[Python-ideas] chdir context manager
MRAB
python at mrabarnett.plus.com
Sat Jan 19 19:32:21 CET 2013
On 2013-01-19 18:07, Terry Reedy wrote:
> On 1/19/2013 10:06 AM, Daniel Shahaf wrote:
>> Terry Reedy wrote on Sat, Jan 19, 2013 at 08:37:17 -0500:
>>> On 1/19/2013 5:10 AM, Daniel Shahaf wrote:
>>>> The following is a common pattern (used by, for example,
>>>> shutil.make_archive):
>>>>
>>>> save_cwd = os.getcwd()
>>>> try:
>>>> foo()
>>>> finally:
>>>> os.chdir(save_cwd)
>>>>
>>>> I suggest this deserves a context manager:
>>>>
>>>> with saved_cwd():
>>>> foo()
>>>
>>> So to me, your proposal is only 1/2 or 2/3 of a context manager. (And
>>> 'returns an open file descriptor for the saved directory' seems backward
>>> or wrong for a context manager.) It does not actually make a new
>>
>> What should __enter__ return, then?
>>
>> It could return None, the to-be-restored directory's file descriptor, or
>> the newly-changed-to directory (once a "directory to chdir to" optional
>> argument is added).

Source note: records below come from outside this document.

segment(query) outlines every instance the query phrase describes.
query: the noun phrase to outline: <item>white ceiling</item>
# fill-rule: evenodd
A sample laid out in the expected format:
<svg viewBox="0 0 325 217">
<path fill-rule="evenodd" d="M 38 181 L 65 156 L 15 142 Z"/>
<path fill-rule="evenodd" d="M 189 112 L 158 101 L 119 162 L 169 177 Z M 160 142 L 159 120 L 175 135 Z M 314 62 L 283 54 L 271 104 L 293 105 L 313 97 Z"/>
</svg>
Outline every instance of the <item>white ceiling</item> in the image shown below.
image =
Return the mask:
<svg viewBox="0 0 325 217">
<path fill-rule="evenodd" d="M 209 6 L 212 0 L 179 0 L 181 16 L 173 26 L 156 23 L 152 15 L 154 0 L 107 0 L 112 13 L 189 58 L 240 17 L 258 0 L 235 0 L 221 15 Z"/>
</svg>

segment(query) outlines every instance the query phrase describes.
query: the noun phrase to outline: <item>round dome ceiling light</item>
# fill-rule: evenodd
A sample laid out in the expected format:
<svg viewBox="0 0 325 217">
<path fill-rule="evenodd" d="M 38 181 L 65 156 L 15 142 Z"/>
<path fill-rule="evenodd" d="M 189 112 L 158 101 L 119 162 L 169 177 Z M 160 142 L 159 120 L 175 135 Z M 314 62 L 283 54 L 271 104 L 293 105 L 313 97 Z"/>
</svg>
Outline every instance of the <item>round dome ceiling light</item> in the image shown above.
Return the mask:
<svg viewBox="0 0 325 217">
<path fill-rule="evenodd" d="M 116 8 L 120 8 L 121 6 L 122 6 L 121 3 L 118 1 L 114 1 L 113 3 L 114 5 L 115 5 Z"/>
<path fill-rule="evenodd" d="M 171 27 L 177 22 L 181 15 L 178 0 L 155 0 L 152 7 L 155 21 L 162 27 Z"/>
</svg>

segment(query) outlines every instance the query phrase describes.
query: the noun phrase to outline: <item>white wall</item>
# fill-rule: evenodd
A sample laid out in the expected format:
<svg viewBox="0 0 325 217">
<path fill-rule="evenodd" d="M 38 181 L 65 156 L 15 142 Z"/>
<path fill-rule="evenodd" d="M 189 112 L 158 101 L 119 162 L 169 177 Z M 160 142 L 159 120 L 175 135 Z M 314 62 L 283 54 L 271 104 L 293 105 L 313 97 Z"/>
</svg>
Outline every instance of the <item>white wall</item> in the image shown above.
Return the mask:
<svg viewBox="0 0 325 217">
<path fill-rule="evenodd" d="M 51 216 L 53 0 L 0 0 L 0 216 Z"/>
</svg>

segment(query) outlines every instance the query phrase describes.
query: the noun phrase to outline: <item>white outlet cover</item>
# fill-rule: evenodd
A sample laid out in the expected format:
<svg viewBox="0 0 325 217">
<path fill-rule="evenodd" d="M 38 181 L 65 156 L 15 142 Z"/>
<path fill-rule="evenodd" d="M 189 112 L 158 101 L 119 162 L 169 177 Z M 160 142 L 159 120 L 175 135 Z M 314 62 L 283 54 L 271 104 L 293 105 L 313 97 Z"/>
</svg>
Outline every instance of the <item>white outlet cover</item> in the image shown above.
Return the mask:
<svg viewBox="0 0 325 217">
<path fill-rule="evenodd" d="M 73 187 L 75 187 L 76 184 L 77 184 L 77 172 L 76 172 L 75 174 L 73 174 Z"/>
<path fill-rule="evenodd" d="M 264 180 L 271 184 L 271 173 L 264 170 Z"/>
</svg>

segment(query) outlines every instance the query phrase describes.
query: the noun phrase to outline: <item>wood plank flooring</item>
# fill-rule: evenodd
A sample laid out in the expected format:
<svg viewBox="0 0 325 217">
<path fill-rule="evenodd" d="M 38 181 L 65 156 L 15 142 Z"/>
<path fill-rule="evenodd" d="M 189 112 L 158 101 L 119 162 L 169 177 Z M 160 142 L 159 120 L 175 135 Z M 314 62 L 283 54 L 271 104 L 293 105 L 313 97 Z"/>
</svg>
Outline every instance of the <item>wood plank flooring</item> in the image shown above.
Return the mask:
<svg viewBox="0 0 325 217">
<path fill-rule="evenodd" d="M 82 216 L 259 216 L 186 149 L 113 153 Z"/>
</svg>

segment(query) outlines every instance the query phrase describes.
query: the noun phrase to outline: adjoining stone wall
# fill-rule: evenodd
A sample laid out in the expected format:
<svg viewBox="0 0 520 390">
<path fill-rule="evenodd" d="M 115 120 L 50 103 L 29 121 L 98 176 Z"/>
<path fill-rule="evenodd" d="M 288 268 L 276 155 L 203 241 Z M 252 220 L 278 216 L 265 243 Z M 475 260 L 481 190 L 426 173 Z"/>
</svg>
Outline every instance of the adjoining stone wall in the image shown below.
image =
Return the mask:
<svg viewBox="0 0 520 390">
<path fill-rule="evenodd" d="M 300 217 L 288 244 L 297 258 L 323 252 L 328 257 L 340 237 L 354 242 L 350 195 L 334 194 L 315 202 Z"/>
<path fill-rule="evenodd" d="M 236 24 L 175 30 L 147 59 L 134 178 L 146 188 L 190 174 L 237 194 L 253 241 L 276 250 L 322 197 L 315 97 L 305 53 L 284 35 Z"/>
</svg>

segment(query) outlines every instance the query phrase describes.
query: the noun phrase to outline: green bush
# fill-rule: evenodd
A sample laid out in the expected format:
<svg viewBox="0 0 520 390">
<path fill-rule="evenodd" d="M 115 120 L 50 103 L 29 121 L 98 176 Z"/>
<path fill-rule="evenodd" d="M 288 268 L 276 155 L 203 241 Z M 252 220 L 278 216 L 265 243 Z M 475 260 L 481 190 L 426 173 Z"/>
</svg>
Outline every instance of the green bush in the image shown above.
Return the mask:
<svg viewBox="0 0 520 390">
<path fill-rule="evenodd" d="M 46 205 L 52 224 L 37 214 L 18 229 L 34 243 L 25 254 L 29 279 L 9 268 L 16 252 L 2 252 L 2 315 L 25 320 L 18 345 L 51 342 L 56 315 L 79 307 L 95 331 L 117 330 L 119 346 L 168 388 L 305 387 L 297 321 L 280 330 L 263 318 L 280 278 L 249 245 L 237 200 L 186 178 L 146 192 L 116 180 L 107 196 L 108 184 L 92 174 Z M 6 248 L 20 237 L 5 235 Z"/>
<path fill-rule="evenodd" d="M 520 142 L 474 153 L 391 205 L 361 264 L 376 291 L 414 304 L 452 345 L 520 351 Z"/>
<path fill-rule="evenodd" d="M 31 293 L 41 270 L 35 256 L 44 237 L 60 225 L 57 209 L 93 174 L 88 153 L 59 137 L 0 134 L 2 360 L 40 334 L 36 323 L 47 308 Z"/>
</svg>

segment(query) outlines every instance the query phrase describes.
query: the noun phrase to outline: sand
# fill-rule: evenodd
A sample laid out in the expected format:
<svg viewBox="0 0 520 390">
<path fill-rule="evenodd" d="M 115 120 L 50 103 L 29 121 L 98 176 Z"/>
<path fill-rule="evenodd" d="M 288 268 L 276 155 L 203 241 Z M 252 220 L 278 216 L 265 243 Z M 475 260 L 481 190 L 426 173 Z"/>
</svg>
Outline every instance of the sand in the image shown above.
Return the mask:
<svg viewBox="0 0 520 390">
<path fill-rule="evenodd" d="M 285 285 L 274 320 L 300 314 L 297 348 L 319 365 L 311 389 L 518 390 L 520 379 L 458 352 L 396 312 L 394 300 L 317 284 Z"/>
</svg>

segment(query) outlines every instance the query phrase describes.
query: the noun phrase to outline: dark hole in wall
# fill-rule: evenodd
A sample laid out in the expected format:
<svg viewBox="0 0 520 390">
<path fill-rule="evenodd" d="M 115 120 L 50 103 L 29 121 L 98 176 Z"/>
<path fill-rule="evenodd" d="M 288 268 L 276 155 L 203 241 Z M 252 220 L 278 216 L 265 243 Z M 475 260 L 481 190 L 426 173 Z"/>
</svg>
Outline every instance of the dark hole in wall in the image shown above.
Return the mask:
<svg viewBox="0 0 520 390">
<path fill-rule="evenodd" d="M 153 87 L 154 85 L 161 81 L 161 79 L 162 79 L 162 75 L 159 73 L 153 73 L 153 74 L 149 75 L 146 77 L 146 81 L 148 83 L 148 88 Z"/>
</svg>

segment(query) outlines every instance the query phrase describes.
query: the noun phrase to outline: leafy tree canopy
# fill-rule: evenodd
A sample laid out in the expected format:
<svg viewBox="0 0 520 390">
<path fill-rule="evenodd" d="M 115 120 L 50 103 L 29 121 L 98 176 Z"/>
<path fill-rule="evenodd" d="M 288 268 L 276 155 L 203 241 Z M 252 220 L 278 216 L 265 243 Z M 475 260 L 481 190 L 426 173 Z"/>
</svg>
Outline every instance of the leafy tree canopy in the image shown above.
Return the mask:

The latter could be either a pathname (string) or
>> a file descriptor (since it's just passed through to os.chdir).
>>
>> It seems to me returning the old dir's fd would be the most useful of
>> the three option, since the other two are things callers already have
>> --- None, which is global, and the argument to the context manager.
>
> make_archive would prefer the old dir pathname, as it wants that for the
> logging call. But I do not think that that should drive design.
>
>>> context. A proper temp_cwd context manager should have one parameter,
>>> the new working directory, with chdir(new_cwd) in the enter method. To
>>> allow for conditional switching, the two chdir system calls could be
>>> conditional on new_cwd (either None or '' would mean no chdir calls).
>>>
>>
>> I think making the new_cwd argument optional would be useful if the
>> context manager body does multiple chdir() calls:
>>
>> with saved_cwd():
>> os.chdir('/foo')
>> do_something()
>> os.chdir('/bar')
>> do_something()
>>
>> I'm not sure if that's exactly what you suggest --- you seem to be
>> suggesting that saved_cwd(None) will avoid calling fchdir() from
>> __exit__()?
>
> I was, but that is a non-essential optimization. My idea is basically
> similar to Bueno's except for parameter absent versus None (and the two
> cases could be handled differently).
>
> I think this proposal suffers a bit from being both too specific and too
> general. Eli explained the 'too specific' part: there are many things
> that might be changed and changed back. The 'too general' part is that
> specific applications need different specific details. There are various
> possibilities of what to do in and return from __enter__.
>
> However, given the strong -1 from at least three core developers and
> one other person, the detail seem moot.
>
FWIW, -1 from me too because, as has been said already, you shouldn't
really
be using os.chdir; use absolute paths instead.